In another preferred embodiment, the light source 10 can be integrated with a conventional endoscope 52 for image detection. As shown in FIG. 5, an NIR light source is coupled into an endoscope, such as a laparoscope, through an optical fiber 50. A 45° mirror 51 reflects the light into the endoscope's lens assembly 53. The fluorescence signal is collected by the endoscope and delivered into a CCD image detector or an image camera 54. An optical filter 55 is installed in front of the NIR sensitive camera. The NIR camera 54 is interfaced through an analog-to-digital converter 56 to an advanced signal processor in a computer 60. The leaked blood 5 in human body is displayed as a pool of leaked blood image 61 on a screen. The real-time data acquisition software supports digital processing with signal normalization. In general, the data acquisition and analysis of the optical parameters are well known to an ordinary person who is skilled in the art.

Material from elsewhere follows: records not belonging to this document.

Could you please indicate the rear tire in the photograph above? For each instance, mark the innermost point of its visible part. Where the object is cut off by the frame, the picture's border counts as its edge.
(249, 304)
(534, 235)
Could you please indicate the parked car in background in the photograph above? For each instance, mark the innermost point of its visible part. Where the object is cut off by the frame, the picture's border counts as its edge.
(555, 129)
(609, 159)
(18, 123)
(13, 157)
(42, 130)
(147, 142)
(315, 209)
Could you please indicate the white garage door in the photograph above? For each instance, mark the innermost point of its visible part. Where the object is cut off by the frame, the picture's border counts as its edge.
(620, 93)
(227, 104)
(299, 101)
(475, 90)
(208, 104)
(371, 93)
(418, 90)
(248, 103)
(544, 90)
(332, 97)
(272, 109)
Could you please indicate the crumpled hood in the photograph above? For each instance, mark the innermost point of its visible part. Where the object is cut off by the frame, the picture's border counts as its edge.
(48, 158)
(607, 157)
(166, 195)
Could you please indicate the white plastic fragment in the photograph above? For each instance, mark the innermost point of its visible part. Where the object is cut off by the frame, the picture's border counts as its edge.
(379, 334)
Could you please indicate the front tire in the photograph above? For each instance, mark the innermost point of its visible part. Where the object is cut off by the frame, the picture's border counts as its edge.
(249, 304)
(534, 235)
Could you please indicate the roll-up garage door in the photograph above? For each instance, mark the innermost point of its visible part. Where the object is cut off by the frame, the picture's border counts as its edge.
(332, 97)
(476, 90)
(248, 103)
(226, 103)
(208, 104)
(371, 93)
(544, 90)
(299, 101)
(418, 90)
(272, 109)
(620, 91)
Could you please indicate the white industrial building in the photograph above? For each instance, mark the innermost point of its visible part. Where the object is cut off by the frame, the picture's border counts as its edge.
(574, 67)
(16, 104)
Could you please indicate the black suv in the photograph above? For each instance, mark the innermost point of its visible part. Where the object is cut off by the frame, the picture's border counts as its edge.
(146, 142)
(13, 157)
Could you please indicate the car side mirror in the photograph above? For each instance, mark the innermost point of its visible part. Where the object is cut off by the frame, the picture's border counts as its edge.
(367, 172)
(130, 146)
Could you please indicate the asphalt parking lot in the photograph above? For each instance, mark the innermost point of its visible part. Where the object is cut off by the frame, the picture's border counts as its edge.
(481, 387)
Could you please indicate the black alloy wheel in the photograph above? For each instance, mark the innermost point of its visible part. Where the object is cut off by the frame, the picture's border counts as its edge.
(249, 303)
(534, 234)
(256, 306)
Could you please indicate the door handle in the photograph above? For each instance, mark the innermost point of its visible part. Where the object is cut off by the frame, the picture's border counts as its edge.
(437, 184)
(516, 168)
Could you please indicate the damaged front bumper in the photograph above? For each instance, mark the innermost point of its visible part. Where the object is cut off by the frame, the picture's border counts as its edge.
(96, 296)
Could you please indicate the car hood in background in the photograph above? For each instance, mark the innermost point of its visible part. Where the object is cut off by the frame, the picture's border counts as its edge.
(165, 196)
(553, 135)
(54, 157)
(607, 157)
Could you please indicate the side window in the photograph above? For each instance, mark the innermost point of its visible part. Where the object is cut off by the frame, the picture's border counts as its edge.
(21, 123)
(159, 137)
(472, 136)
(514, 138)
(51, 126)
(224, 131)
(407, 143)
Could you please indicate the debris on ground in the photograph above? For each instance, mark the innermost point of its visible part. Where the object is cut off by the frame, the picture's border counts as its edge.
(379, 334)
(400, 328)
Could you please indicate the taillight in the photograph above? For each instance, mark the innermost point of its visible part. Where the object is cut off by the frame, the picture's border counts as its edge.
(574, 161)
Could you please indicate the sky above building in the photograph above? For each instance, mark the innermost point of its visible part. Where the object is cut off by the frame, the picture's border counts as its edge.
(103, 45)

From the foregoing, it should now be appreciated that an optical probe or light guide containing an illuminating light beam with a wavelength absorbable by a fluorescent compound, wherein the illuminating light beam is transmitted through a tissue region into human body; and a fluorescence detecting means for analyzing a fluorescent signal obtained from the fluorescent compound in blood and for diagnosing the location of internal bleeding in human body, wherein the fluorescence detecting means comprises optical filters or optical gratings or image apparatus. It is also generally applicable for monitoring internal bleeding in many parts of the body. While the invention has been described with reference to a specific embodiment, the description is illustrative of the invention and is not to be construed as limiting the invention. Various modifications and applications may occur to those skilled in the art without departing from the true spirit and scope of the invention as described by the appended claims.